Szambo wybiło. Startup AI rozbierał kobiety i nieletnich
Doszło do jednego z większych wycieków zdjęć z bazy AI w historii. Jednak to nie on jest tu problemem.
DreamX sam siebie przedstawia jako niewinny startup do tworzenia zmodyfikowanych grafik przez AI. Należą do niego serwisy MagicEdit i DeamPal. Okazało się jednak, że firma nie zabezpieczyła swojej bazy danych, w której znajdowało się ponad milion zdjęć i grafik. Odkrył to badacz bezpieczeństwa Jeremiah Fowler. Jednak to nie sam poziom zabezpieczeń jest tu głównym problemem. Ten jedynie otworzył puszkę Pandory, czy jak kto woli, sprawił, że szambo wybiło.
Wyciek DreamX
Okazało się, że znaczna większość grafik to wygenerowane nagie, lub erotyczne obrazy. Co jeszcze bardziej obrzydliwe, sporą część tych treści przedstawiała osoby nieletnie. Jeśli zaś chodzi o nieerotyczne grafiki, to te były wsadami ze zdjęć osób, które były rozbierane przez AI.

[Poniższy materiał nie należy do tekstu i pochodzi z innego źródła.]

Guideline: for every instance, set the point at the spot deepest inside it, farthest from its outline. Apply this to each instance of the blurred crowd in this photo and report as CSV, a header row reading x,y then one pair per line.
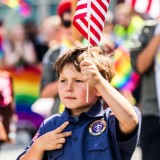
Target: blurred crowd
x,y
33,48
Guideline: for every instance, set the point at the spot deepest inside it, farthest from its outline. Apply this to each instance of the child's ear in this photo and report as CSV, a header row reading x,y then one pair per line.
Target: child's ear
x,y
98,94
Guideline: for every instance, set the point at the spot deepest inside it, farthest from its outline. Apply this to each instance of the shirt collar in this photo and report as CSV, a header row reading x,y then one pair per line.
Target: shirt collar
x,y
95,111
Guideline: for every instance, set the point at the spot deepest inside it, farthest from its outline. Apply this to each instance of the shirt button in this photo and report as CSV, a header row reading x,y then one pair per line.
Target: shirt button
x,y
75,139
50,156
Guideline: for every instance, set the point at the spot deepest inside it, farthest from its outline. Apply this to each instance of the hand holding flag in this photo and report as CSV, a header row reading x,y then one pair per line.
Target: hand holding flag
x,y
89,19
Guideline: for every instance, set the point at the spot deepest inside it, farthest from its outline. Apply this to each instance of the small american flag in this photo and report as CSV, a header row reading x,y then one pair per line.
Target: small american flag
x,y
98,10
150,7
36,136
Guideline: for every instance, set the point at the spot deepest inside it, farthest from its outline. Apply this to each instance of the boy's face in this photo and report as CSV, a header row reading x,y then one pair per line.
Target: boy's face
x,y
72,91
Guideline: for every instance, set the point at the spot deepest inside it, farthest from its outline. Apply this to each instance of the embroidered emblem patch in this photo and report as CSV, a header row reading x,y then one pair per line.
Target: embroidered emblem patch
x,y
97,127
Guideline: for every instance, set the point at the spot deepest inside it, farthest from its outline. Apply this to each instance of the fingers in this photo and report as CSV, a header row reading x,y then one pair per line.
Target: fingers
x,y
64,134
61,128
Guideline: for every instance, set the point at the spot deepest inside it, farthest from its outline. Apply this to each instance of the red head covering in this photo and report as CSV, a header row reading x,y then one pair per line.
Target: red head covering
x,y
63,6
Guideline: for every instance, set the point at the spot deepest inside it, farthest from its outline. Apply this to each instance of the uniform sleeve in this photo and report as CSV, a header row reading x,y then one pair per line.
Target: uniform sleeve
x,y
39,133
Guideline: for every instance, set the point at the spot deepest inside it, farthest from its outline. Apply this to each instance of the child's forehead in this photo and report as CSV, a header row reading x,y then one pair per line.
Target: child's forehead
x,y
69,67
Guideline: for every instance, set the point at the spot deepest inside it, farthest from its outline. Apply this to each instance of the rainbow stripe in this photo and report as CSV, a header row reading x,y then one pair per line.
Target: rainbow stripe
x,y
21,6
125,78
1,48
26,86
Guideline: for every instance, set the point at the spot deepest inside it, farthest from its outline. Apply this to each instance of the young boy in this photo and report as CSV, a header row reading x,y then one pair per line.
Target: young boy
x,y
85,131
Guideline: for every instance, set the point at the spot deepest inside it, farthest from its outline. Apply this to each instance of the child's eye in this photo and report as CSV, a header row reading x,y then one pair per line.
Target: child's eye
x,y
62,81
79,81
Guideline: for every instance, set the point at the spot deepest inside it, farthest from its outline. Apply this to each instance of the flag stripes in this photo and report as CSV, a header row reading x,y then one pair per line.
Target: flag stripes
x,y
98,13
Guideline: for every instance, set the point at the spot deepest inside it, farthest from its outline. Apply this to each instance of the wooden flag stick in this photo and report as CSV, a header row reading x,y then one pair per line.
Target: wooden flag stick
x,y
89,25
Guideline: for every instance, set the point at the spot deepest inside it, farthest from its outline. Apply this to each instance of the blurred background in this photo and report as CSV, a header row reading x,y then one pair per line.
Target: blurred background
x,y
26,40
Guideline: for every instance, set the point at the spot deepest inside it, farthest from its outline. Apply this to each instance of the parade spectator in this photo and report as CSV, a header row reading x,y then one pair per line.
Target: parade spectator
x,y
18,51
33,33
65,40
7,107
85,130
143,56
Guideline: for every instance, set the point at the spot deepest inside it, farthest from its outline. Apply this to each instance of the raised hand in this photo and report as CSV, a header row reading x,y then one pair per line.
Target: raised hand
x,y
90,72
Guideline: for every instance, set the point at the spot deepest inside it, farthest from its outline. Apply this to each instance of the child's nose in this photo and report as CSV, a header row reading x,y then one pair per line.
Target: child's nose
x,y
70,87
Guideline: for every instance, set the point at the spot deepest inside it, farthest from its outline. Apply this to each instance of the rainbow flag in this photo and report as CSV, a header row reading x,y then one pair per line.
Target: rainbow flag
x,y
125,78
26,86
21,6
1,48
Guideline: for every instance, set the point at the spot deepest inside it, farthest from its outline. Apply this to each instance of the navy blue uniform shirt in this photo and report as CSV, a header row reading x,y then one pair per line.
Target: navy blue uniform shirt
x,y
107,144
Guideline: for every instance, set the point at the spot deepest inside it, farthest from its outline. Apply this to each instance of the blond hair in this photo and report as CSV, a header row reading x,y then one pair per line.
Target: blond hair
x,y
96,55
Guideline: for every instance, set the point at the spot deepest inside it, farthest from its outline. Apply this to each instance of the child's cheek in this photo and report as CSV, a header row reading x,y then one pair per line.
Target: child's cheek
x,y
82,92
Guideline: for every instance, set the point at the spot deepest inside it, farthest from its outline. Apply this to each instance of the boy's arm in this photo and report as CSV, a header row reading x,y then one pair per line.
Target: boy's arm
x,y
122,109
50,141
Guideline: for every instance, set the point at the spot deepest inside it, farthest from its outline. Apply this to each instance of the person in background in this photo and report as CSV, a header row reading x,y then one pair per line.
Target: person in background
x,y
49,81
127,25
143,56
85,130
48,84
18,51
33,34
7,108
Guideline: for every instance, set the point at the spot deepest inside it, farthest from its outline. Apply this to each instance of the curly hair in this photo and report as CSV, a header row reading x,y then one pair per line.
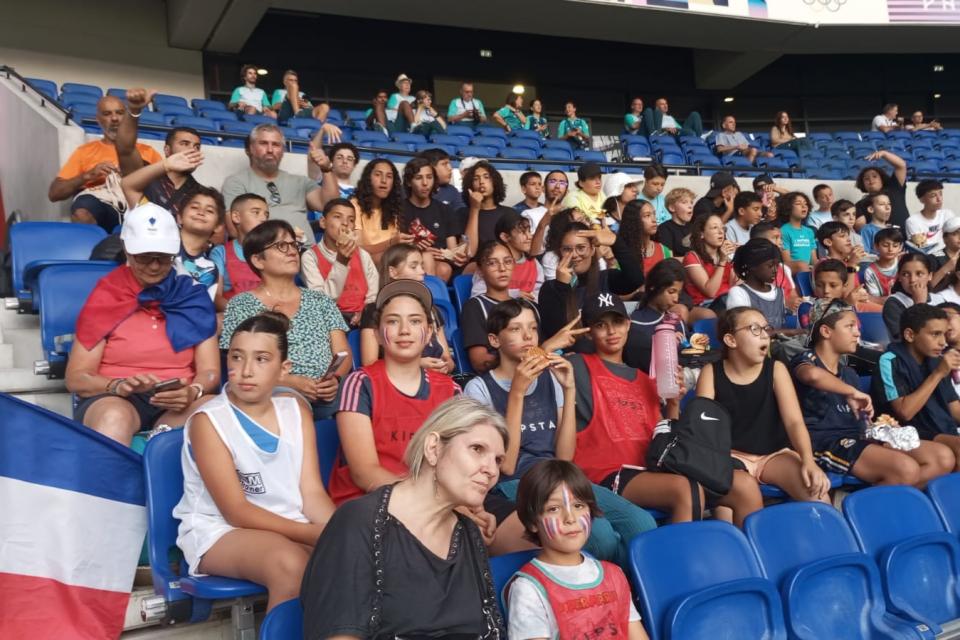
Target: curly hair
x,y
391,205
499,189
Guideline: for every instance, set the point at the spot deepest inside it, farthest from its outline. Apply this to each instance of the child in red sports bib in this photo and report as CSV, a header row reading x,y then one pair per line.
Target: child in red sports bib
x,y
564,593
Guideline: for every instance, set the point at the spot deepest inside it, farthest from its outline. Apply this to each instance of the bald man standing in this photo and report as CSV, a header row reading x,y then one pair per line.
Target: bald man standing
x,y
91,163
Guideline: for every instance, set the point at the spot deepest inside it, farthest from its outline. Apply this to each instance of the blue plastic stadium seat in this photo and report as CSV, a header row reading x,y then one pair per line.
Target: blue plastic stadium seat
x,y
503,567
830,588
37,245
918,559
46,87
701,581
164,485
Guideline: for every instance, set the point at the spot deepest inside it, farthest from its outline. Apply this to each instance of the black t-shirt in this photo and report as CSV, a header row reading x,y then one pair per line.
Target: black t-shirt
x,y
423,595
436,217
675,236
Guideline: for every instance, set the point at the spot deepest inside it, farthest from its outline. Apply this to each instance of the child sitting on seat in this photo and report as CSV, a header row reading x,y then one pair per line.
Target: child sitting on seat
x,y
253,503
766,421
536,395
834,408
913,382
564,593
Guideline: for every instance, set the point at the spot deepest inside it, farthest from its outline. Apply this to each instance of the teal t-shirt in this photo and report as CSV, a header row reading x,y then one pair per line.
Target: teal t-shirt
x,y
510,118
800,242
566,125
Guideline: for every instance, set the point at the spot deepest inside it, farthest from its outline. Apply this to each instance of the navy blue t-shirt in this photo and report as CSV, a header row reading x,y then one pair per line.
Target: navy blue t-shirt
x,y
827,415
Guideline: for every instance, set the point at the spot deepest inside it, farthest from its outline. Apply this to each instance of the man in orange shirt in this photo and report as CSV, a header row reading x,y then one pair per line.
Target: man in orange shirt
x,y
89,166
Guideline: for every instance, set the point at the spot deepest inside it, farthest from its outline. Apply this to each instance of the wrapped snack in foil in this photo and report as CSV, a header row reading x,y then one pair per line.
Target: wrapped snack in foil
x,y
900,438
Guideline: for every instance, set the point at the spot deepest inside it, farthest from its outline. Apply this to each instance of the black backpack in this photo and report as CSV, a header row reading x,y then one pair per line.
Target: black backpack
x,y
697,447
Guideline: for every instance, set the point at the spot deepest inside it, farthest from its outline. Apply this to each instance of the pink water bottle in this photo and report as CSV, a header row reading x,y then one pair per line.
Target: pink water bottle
x,y
664,358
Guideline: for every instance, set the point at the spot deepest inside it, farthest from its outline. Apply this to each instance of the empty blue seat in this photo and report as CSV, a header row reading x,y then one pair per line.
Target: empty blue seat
x,y
919,560
35,246
77,87
164,486
701,581
830,588
46,87
62,291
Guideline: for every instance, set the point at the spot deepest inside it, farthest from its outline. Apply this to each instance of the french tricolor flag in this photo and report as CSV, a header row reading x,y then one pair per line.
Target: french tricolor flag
x,y
72,523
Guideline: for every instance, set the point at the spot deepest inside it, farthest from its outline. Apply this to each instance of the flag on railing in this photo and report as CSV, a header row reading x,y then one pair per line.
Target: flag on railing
x,y
72,523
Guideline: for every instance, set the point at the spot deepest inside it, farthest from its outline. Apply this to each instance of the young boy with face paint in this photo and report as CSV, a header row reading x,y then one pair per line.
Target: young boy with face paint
x,y
556,505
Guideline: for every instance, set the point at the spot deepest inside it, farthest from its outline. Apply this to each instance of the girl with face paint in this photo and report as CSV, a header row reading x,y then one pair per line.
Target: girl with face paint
x,y
556,504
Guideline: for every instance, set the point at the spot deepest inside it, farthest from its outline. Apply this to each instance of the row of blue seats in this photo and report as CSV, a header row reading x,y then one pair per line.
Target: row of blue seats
x,y
887,569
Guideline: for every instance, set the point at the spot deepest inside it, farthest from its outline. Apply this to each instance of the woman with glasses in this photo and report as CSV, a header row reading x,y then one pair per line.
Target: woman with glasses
x,y
317,330
145,349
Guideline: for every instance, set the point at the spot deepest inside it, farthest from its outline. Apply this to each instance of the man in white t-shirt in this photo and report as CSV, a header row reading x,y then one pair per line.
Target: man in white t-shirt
x,y
887,120
931,218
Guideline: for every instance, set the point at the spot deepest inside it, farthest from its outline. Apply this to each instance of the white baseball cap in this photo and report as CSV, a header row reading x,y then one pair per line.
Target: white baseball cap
x,y
150,228
615,183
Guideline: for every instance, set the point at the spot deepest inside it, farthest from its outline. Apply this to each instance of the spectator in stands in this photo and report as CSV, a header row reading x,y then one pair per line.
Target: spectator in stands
x,y
913,380
141,326
662,293
289,101
91,176
619,189
878,213
289,195
709,264
483,195
654,181
749,211
338,266
247,211
617,411
333,172
579,277
768,435
536,121
588,197
429,221
781,134
887,120
658,121
379,203
880,276
917,124
799,240
912,287
426,120
873,180
639,232
531,186
823,196
834,408
248,98
927,225
675,232
574,130
446,192
317,330
466,109
229,526
397,552
559,510
405,262
633,121
731,142
510,115
719,198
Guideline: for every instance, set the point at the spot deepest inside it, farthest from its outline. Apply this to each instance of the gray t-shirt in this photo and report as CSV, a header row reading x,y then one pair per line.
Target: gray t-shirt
x,y
292,190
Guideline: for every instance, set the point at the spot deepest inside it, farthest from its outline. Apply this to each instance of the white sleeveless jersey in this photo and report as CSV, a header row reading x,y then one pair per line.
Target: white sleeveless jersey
x,y
269,480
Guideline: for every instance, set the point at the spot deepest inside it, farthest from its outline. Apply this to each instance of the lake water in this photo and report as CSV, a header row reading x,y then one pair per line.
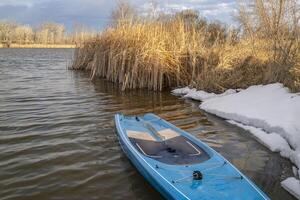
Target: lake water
x,y
58,141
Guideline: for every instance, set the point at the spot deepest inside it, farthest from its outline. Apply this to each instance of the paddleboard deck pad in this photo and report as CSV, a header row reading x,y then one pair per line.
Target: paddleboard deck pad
x,y
179,165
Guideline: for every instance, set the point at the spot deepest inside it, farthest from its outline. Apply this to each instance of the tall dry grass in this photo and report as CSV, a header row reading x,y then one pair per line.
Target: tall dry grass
x,y
187,50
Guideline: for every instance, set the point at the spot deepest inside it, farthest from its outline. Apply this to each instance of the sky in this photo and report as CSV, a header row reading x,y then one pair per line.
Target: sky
x,y
96,13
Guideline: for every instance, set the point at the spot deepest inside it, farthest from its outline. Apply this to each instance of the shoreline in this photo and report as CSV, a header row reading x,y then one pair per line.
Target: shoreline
x,y
268,112
39,46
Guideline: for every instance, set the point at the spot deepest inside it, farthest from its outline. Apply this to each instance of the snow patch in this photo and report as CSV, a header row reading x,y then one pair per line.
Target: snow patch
x,y
271,140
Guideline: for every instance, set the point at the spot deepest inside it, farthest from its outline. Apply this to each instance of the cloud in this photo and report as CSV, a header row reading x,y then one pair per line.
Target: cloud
x,y
96,13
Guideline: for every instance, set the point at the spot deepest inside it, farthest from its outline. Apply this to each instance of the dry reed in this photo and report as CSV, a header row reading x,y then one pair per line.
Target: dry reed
x,y
167,53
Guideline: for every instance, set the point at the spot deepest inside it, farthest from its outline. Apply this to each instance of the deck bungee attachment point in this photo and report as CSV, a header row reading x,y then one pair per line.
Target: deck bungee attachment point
x,y
177,164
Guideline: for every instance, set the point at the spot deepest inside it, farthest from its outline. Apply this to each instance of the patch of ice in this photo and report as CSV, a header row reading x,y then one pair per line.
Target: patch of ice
x,y
292,185
181,91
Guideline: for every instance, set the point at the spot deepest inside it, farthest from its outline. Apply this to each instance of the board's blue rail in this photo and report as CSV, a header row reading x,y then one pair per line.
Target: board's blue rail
x,y
179,165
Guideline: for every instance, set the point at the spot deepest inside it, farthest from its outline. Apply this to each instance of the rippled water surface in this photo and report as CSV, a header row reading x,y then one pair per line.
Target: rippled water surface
x,y
57,136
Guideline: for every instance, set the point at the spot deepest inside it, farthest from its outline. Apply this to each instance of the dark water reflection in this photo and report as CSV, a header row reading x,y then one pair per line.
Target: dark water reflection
x,y
57,137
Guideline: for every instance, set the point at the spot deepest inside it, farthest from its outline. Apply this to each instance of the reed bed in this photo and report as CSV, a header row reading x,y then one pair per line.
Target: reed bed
x,y
158,54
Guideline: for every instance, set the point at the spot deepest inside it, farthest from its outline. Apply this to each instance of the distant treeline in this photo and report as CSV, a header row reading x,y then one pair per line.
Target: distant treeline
x,y
164,50
46,33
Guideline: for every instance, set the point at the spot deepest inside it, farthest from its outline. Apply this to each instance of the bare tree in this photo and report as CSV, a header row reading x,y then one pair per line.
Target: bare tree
x,y
123,13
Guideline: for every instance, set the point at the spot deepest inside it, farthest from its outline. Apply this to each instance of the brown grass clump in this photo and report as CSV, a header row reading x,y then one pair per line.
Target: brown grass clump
x,y
184,49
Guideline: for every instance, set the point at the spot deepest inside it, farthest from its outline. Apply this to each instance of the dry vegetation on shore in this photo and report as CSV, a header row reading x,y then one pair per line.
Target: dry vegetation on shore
x,y
184,49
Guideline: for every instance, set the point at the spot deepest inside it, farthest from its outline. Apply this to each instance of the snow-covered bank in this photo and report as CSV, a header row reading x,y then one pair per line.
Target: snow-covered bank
x,y
271,113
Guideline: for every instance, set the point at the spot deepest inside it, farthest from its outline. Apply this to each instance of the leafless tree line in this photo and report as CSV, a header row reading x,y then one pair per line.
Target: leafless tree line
x,y
47,33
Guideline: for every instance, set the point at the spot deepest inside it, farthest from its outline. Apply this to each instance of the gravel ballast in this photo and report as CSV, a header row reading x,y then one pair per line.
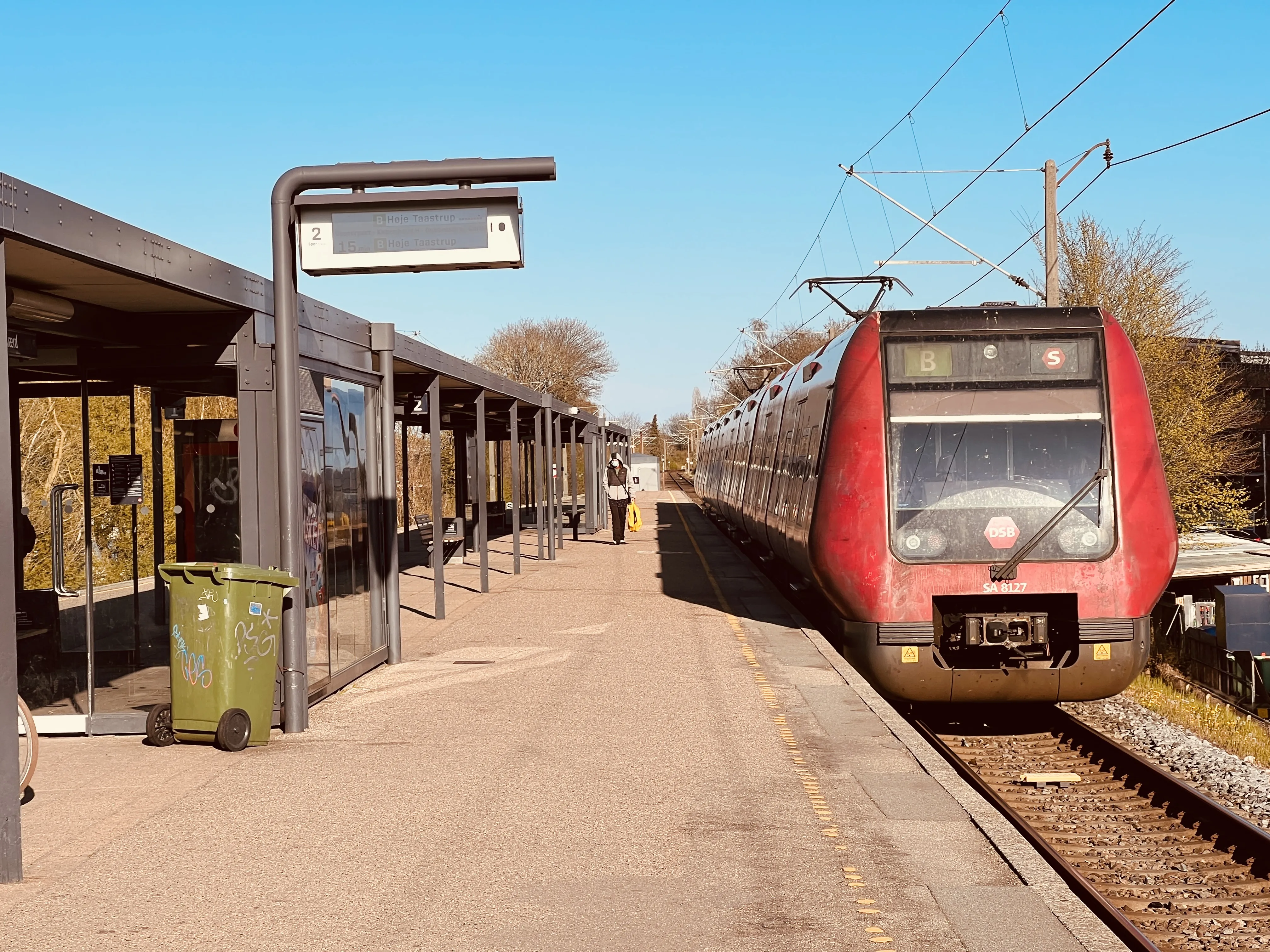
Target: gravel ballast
x,y
1238,784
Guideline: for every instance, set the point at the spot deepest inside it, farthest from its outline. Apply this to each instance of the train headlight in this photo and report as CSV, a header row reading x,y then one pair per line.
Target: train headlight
x,y
1083,539
921,542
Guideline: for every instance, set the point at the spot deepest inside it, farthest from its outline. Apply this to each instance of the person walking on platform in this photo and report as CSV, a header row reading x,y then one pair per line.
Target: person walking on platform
x,y
620,489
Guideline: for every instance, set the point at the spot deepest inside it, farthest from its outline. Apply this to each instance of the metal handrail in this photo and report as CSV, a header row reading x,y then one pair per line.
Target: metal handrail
x,y
59,541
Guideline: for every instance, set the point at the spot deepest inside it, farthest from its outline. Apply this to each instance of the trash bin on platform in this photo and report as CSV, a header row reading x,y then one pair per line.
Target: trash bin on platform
x,y
226,627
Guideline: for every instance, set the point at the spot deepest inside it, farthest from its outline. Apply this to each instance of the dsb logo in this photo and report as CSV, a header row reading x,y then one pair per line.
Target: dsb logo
x,y
1001,532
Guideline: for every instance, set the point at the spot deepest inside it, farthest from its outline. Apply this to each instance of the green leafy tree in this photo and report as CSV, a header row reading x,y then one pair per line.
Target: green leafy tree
x,y
1202,417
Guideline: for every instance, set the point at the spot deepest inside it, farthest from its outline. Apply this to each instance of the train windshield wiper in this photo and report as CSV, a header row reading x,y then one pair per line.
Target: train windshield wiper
x,y
1001,573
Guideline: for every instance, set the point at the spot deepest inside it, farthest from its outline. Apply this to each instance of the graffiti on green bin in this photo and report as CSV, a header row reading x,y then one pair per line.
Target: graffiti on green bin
x,y
193,668
252,647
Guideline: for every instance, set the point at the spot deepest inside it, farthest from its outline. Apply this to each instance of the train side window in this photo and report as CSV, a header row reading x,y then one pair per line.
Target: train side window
x,y
825,433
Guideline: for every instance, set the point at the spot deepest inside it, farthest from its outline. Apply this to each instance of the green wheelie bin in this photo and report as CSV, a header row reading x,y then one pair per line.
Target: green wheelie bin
x,y
226,627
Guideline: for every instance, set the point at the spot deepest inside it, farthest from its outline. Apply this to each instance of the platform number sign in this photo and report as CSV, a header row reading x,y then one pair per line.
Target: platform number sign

DreamX upiera się, że nie było świadome, do czego użytkownicy wykorzystują ich narzędzia, oraz twierdzi, że jest przeciwne takim praktykom, w co naprawdę trudno uwierzyć, ponieważ MagicEdit samo zachęcało do tworzenia treści erotycznych, natomiast DeamPal do generowania dziewczyny AI i nawiązywania z nią kontaktów o podłożu erotycznym. Obecnie obydwa serwisy są zamknięte.